Wenn Sie heute auf das Werk zurückblicken, dann …

… dann ist es für mich einfacher geworden. Ich verstehe die Stimmung der Szenen besser, etwa, was das Tempo betrifft. Nach dem Abschluss der Kompositionsarbeit wusste ich zum Beispiel: Diese oder jene Stelle basiert auf einem barocken Tanz. Und bei den ersten Proben fragten mich manche: Sollte das nicht langsamer sein? Und ich antwortete: Nein, weil es auf einer Bourée basiert. Später erkannte ich: Sie haben recht. Das gesamte Finale war in meinem Kopf viel schneller. Das hat sich nach und nach verändert. Anderes ist nach wie vor herausfordernd.

War das Werk nach Kompositionsabschluss für Sie endgültig beendet? Oder behielten Sie sich in der Hinterhand noch die Möglichkeit einer Überarbeitung?

Es gibt ein paar Details, bei denen ich mir gedacht habe: Das könnte man einfacher machen.
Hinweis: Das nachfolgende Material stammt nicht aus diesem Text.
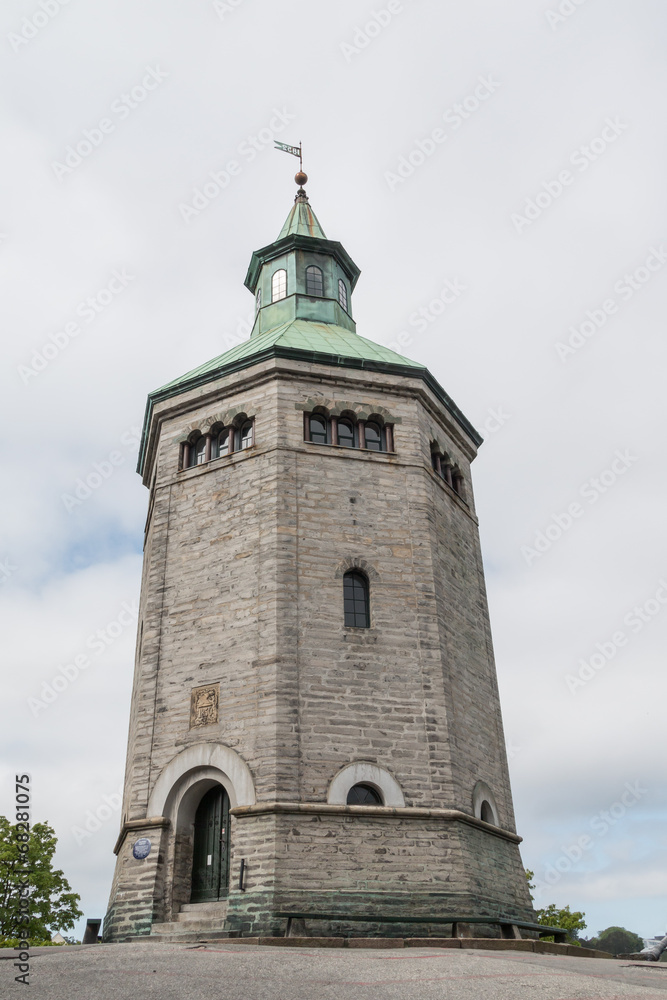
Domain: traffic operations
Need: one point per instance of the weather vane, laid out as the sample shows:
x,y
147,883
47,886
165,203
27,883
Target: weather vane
x,y
300,177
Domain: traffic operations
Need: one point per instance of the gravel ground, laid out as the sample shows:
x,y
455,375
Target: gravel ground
x,y
251,972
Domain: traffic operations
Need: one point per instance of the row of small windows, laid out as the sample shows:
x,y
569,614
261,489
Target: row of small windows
x,y
201,448
314,286
364,794
345,431
348,432
443,467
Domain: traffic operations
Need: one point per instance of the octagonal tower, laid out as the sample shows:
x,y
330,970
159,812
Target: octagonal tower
x,y
315,725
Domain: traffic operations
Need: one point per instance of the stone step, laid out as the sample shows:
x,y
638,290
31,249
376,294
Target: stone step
x,y
203,911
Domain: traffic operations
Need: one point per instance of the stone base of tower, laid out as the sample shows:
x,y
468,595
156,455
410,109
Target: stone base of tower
x,y
138,886
383,867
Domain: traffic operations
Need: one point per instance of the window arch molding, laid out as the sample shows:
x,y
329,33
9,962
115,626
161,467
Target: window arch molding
x,y
356,599
484,802
363,772
314,280
279,285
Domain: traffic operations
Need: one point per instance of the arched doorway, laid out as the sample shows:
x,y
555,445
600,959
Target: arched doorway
x,y
210,856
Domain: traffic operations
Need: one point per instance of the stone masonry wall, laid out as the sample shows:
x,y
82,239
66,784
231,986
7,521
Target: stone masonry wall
x,y
243,587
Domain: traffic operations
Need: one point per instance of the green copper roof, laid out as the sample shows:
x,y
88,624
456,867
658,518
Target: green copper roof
x,y
302,221
300,335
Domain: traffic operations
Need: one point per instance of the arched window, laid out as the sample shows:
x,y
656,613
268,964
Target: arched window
x,y
318,429
356,600
314,281
198,451
373,435
247,434
363,795
486,813
346,433
223,443
279,285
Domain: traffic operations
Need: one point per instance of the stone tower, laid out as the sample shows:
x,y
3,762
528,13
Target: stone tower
x,y
315,725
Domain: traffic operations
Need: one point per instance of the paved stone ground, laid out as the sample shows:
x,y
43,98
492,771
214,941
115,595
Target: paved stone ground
x,y
251,972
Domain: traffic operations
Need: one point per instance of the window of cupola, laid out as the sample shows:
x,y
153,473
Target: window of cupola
x,y
314,280
279,285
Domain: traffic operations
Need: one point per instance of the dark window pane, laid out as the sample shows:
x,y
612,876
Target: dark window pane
x,y
246,434
355,601
487,813
373,437
314,282
279,285
345,434
363,795
198,451
318,430
223,443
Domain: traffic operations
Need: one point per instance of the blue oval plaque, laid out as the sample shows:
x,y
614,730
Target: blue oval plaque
x,y
142,848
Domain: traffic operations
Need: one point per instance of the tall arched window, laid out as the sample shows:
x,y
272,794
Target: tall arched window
x,y
373,435
318,429
486,813
314,281
197,452
356,600
363,795
223,442
279,285
346,433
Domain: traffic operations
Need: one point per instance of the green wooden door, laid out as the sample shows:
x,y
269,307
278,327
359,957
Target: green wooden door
x,y
210,857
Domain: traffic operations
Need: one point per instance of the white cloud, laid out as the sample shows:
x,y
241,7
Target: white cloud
x,y
119,209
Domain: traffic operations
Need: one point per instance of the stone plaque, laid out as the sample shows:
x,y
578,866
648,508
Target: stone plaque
x,y
204,705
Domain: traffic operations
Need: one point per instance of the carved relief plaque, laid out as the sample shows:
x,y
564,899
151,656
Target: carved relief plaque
x,y
204,705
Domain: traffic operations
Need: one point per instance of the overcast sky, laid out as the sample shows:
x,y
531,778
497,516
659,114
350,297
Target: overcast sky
x,y
512,150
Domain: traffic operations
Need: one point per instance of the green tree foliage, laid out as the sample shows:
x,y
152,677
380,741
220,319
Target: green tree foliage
x,y
53,905
571,921
617,941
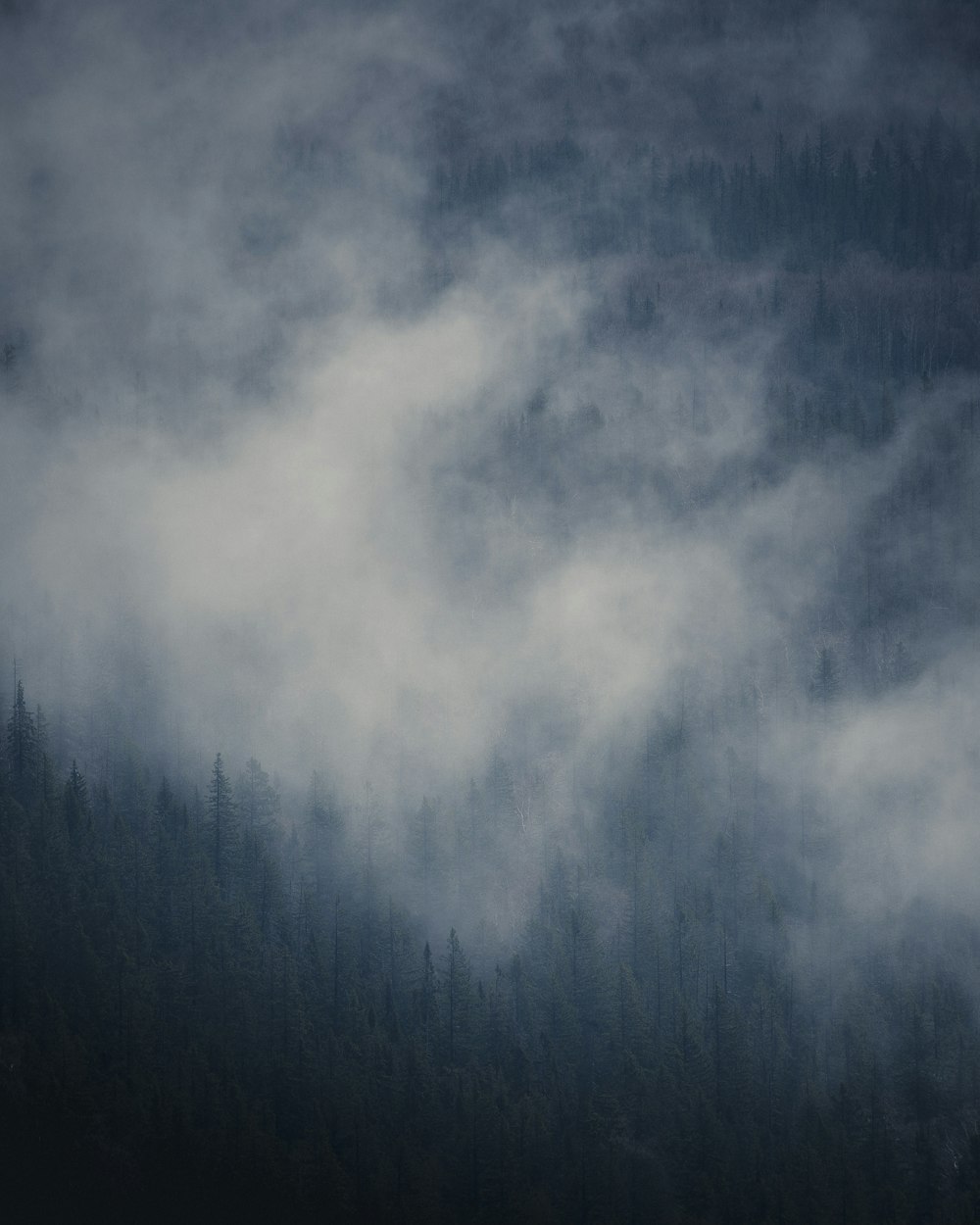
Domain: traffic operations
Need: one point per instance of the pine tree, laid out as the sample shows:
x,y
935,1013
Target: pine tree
x,y
220,808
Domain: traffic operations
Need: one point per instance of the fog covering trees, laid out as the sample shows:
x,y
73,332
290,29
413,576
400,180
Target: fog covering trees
x,y
488,510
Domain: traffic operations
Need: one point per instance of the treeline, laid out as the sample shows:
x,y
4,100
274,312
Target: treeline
x,y
863,263
912,202
215,1008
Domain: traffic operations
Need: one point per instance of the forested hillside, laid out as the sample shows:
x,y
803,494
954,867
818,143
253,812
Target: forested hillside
x,y
489,612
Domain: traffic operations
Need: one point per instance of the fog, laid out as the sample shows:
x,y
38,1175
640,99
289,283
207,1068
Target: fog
x,y
297,462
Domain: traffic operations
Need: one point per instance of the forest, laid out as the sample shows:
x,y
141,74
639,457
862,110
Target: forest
x,y
489,613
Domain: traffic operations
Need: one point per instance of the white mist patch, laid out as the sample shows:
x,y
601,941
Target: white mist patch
x,y
901,779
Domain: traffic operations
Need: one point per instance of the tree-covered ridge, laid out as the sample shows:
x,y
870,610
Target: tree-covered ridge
x,y
911,201
214,1007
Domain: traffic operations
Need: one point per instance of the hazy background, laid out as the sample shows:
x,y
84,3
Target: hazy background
x,y
297,460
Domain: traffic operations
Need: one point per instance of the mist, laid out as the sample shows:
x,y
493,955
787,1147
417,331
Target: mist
x,y
558,420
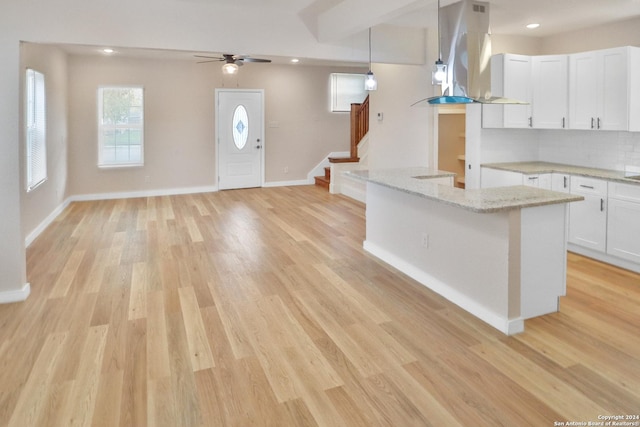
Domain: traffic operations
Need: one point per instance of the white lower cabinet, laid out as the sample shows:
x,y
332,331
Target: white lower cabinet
x,y
560,182
588,218
542,180
623,225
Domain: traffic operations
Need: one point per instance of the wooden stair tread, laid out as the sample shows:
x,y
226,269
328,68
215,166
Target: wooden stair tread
x,y
321,181
344,159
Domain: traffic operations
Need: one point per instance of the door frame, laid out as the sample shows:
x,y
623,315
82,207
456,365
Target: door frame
x,y
218,91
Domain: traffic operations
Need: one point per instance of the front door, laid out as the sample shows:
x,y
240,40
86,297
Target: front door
x,y
240,137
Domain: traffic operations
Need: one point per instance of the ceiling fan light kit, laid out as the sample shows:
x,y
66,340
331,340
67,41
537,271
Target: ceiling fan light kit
x,y
370,82
230,68
231,62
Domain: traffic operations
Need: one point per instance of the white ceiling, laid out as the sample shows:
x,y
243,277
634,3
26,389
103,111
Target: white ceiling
x,y
316,16
554,16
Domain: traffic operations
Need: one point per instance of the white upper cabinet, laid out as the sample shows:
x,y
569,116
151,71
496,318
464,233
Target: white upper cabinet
x,y
604,89
550,93
510,78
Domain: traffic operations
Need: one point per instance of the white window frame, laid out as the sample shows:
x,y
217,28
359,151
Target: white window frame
x,y
346,89
35,120
102,162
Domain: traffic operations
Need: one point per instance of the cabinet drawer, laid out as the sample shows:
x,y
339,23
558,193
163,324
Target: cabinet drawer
x,y
583,185
624,191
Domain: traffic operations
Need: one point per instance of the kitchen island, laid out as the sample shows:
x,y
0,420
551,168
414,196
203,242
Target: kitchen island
x,y
498,253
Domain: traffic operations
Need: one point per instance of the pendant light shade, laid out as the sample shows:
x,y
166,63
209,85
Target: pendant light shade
x,y
230,68
370,82
439,73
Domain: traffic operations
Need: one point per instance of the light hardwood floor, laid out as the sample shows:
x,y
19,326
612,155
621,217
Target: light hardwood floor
x,y
259,307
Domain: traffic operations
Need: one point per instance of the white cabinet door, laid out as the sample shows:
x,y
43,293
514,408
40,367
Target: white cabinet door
x,y
510,78
588,218
623,233
623,222
599,89
560,182
499,178
613,91
583,89
550,92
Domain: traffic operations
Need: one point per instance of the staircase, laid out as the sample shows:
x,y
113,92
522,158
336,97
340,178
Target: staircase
x,y
324,181
359,128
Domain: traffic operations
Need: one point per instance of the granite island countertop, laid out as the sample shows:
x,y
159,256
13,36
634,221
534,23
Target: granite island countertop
x,y
420,182
531,168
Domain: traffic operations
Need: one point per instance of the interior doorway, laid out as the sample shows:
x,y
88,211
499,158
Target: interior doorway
x,y
452,141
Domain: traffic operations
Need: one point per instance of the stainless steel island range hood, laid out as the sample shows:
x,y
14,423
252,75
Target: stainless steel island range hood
x,y
465,49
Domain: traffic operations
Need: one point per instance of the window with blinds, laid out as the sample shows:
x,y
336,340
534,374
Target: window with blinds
x,y
120,126
346,89
36,129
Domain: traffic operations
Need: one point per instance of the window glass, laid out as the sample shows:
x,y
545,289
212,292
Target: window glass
x,y
35,129
120,126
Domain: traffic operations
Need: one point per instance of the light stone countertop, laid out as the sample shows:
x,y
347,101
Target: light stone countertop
x,y
418,181
530,168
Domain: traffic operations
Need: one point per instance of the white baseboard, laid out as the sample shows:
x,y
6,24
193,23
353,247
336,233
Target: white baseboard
x,y
506,326
7,297
286,183
143,193
31,237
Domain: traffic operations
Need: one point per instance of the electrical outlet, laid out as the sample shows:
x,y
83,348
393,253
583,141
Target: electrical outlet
x,y
425,240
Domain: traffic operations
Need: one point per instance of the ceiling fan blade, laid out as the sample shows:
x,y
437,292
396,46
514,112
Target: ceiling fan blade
x,y
212,58
248,59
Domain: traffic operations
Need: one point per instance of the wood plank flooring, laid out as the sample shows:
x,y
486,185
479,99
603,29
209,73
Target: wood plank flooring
x,y
259,307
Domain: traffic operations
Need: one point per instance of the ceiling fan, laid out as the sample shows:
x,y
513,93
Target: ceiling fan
x,y
231,62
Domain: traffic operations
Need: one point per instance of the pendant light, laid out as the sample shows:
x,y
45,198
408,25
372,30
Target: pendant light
x,y
370,83
439,73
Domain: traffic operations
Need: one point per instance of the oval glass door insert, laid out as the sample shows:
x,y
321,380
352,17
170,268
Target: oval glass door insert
x,y
240,127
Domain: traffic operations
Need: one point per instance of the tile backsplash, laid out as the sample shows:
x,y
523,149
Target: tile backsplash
x,y
597,149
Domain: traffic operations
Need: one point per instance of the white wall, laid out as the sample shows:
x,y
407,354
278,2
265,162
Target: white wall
x,y
404,137
13,276
180,124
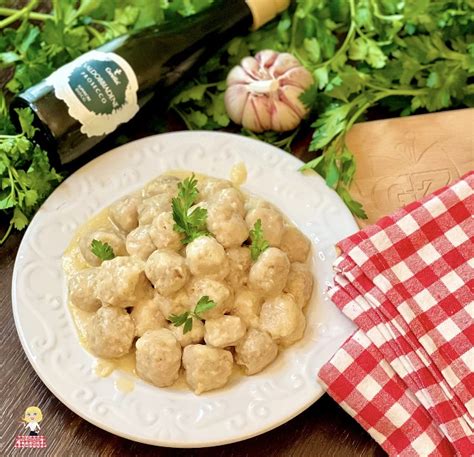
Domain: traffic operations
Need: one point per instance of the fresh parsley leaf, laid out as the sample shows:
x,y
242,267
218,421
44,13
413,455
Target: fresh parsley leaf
x,y
258,243
178,319
190,223
186,318
204,304
102,250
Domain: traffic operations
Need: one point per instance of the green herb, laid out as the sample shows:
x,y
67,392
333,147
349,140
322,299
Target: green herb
x,y
26,177
258,243
186,318
403,57
191,223
102,250
32,45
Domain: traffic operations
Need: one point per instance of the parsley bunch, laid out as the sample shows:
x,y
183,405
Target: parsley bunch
x,y
404,57
190,223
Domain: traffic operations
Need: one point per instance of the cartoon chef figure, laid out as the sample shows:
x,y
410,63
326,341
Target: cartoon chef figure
x,y
33,416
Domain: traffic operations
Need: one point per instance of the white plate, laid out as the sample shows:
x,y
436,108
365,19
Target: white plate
x,y
171,417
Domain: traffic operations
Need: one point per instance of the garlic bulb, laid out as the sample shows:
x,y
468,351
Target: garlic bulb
x,y
263,92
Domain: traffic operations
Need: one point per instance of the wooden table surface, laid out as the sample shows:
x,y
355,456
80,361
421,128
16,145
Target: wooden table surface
x,y
323,430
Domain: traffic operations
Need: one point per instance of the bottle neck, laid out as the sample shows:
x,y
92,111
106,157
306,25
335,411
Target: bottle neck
x,y
166,52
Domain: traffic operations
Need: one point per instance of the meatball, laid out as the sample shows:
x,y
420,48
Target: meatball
x,y
299,283
176,304
230,230
229,200
162,233
167,271
139,243
162,185
196,335
82,289
216,291
272,223
115,241
152,207
124,214
239,266
206,257
158,357
295,244
210,186
255,351
247,306
269,273
206,368
146,315
297,333
121,281
280,316
110,333
224,331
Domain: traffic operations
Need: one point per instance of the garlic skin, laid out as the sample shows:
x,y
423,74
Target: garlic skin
x,y
263,92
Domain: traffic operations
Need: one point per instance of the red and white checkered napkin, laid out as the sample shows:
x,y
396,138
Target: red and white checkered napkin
x,y
407,374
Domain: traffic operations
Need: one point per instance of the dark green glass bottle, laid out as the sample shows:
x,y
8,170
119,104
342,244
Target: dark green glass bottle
x,y
84,101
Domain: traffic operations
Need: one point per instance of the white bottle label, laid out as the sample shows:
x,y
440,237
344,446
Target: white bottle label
x,y
99,89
Nicht nur in der Rhythmik, sondern auch in der Orchestrierung. Dann aber denke ich mir: Lass’ es! Diese Dinge sind fruchtbare Eigenschaften und Aspekte des Werkes, Charakteristika. Und ich möchte die Oper eigentlich nicht charakterlos machen. In diesem Sinne: Ich habe hart an diesem Werk gearbeitet und bin froh mit ihm. Und ich fühle, wenn ein Stück fertig ist. Es noch einmal zu überarbeiten wäre, denke ich, ein Fehler.

Gibt es etwas, was Sie dem Publikum mit Ihrem Tempest mitteilen wollen? Die berühmte Botschaft?

Ich sage es anders: Ich würde mir wünschen, dass die Menschen, die den Tempest erleben, nach einer Vorstellung bewegt sind. Das lässt sich nicht so einfach in Worte fassen. Also: auf eine bestimmte Art transformiert und doch zu sich selbst zurückgekehrt. Oder einfacher ausgedrückt: The Tempest soll im Idealfall eine Reise sein, ein emotionales Erlebnis. Wenn das gelingt, bin ich glücklich.